Я, немного сконфуженный, пожал их, хмуро и нехотя, и опять упал на подушку.

- Ну, идем же, идем! - сказал Петя. - Мы в самом деле пропустим зарю.

Это было сказано так искренне-серьезно, что я сам испугался мысли пропустить зарю. На что нам была эта заря, для чего мы друг другу давали слово стеречь ее - я, право, теперь хорошо не объясню. Но тогда я думал, что это необходимо. Нам ужасно нравилось выходить из дому чем свет, когда еще и деревня, и темные поля, и далекий густой лес объяты мертвым сном и только на востоке небо покрывается серебряными, светлыми полосами. Тогда нам казалось, что мы совершенно одни и в свежем полутемном лесу действительно все таинственно и первобытно. Мы, как настоящие индейцы, забирались в самую чащу сада и, дожидаясь восхода солнца, садились в кружок и курили "трубку мира", или, иными словами, трубку, утащенную у моего дяди. И хотя я был уже лет двенадцати и отлично понимал, что все это игра, и даже совсем детская игра, но мне она так нравилась, что я не мог не наслаждаться ею.

Поэтому я сейчас же вскочил и стал натягивать чулки.

- Солнце ведь еще не взошло? - спросил я торопливо.

- Ты бы дрыхнул до обеда, - ответил Лева, - да потом бы и спрашивал.

"Пугает! Не так уж и поздно", - подумал я, подходя к умывальнику и ежась от утренней свежести, которая плыла в открытое окно.

Холодная струя воды заставила меня еще больше вздрогнуть и окончательно проснуться. Торопливо умывшись, я был уже готов к походу. Мы должны были отправиться нынче в дальний путь, в самый конец большого луга, который был у нас за садом. Там начинался лес, и широкий луг переходил в узкие овраги, каменистые и изрытые весеннею водою. Сегодня мы намеревались выкурить там последнюю "трубку мира", чтобы распрощаться до лета. Был последний день пасхальных каникул, и дня через два я должен был ехать в Орел, в гимназию.

- Берите же, - скомандовал Лева, - поскорее луки.

Мы сейчас же надели луки и вылезли в окно на росистую траву сада.

Солнце еще только всходило. На траве лежало холодное матовое серебро росы, но по дорожкам земля уже отсырела и почернела. Светлый, зеркальный пруд слабо дымился. Но отражения высоких, стройных осин были еще неподвижны и ясны; соловей особенно звучно щелкал в молодой зелени. Утро только начиналось.

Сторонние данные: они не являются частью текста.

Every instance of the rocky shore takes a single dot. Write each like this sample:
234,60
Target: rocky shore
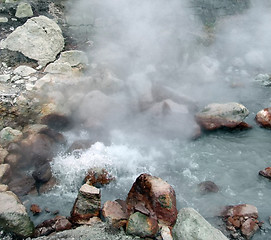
42,63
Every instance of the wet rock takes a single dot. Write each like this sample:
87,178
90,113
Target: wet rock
98,177
43,173
191,225
113,213
141,225
23,10
5,173
73,57
227,115
208,187
8,135
36,32
266,172
35,209
87,204
263,118
13,215
3,188
24,71
157,196
249,227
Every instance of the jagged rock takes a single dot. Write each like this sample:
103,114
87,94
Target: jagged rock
191,225
87,204
8,135
5,173
23,10
114,214
98,177
228,115
73,57
24,71
141,225
13,215
36,32
156,196
263,118
208,187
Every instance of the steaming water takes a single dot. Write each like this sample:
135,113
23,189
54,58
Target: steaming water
173,46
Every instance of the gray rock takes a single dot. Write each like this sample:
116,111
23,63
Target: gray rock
23,10
13,215
24,71
36,32
73,57
191,225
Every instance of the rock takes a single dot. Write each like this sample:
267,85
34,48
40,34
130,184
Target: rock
249,227
59,68
35,209
87,204
141,225
5,173
242,210
24,71
156,195
228,115
266,172
13,215
8,135
263,118
3,154
114,214
208,187
191,225
23,10
73,57
98,177
3,188
36,32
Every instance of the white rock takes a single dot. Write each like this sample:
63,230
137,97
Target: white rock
40,38
73,57
23,10
191,225
24,71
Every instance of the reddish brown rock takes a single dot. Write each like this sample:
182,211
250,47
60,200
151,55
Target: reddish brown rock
113,213
98,177
263,118
249,227
266,172
87,204
35,209
157,196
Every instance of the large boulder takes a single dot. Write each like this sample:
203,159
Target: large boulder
13,215
191,225
228,115
153,196
40,38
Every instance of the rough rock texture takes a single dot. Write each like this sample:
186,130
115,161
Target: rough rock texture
36,32
141,225
191,225
228,115
156,196
114,214
13,215
263,118
87,204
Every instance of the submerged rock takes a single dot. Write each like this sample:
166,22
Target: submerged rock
156,196
191,225
36,32
13,215
228,115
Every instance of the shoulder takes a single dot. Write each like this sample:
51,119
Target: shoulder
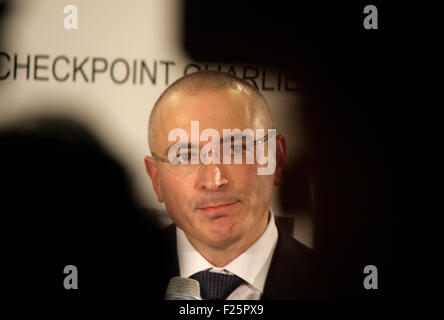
294,271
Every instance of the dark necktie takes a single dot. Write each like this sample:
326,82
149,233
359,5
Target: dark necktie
216,286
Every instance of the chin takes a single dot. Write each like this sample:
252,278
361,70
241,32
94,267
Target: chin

Мы шли вниз, к пруду, по широкой береговой аллее. Лева был предводителем. Он всегда любил быть первым, любил командовать нами, хотя и был моложе меня и Пети года на два. Выглядывал он еще совсем мальчиком; коротко остриженные белые волосы торчали на макушке; сложение было еще совсем детское. Но, несмотря на это, он постоянно старался казаться большим, вечно сдвигал брови над бегающими и дикими, как у зверька, глазками и хвалился, или, точнее сказать, не хвалился, а искренне воображал, что он необыкновенно силен. Брови он сдвигал главным образом для того, чтобы казаться грозным; при игре в индейцы, когда мы назначали, кому кем или чем быть, Лева выбирал себе всегда роль какого-нибудь особенно кровожадного краснокожего; называл он себя постоянно "Черной пантерою", смеялся и дразнил Петю, когда тот, в какой-нибудь стычке с мальчишками, раненный, садился и горько плакал и т. д. Но в душе Лева был все-таки очень добрый и чуткий мальчик; по уму - очень сообразительный и бойкий. Петя, напротив, был мальчик, которых можно встретить на каждом шагу.

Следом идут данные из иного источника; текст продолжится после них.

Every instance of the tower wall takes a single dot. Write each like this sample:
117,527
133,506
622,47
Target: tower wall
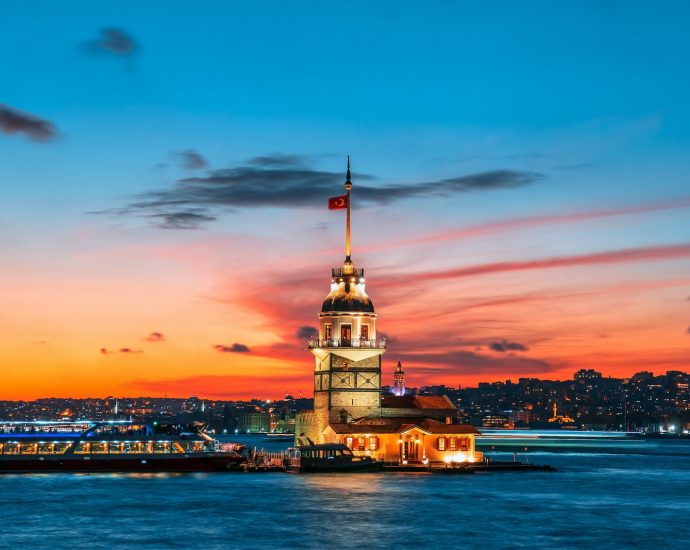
347,389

Мы шли мимо пруда. Лева уже несколько раз сбегал к воде и изо всей силы бил палкою лягушек. Он уже вспотел, раскраснелся и измазал грязью, по своему обыкновению, руки, сапоги и штаны. Петя больше любовался природою.

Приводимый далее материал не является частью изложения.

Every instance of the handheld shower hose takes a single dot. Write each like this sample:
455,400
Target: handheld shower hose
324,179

- Что же, ты приедешь на лето сюда, к дяде, или уедешь к отцу? - спросил он меня.

- Непременно приеду сюда, - ответил я.

Лева обернулся в эту минуту и вдруг разразился самым веселым смехом.

- Чего ты? - в один голос спросили мы.

Лева продолжал хохотать.

- Я, брат, все знаю, - проговорил он наконец.

- Что ты знаешь? - удивился я.

- Про Сашу-то!

Я почувствовал, что моментально покраснел до самой шеи. Лева попал в самое больное место: я был в это время "страшно", как мне тогда казалось, влюблен в Сашу, его двоюродную сестру. Она обыкновенно проводила каникулы у отца Левы, так что, мечтая приехать на лето, я имел в виду единственно ее.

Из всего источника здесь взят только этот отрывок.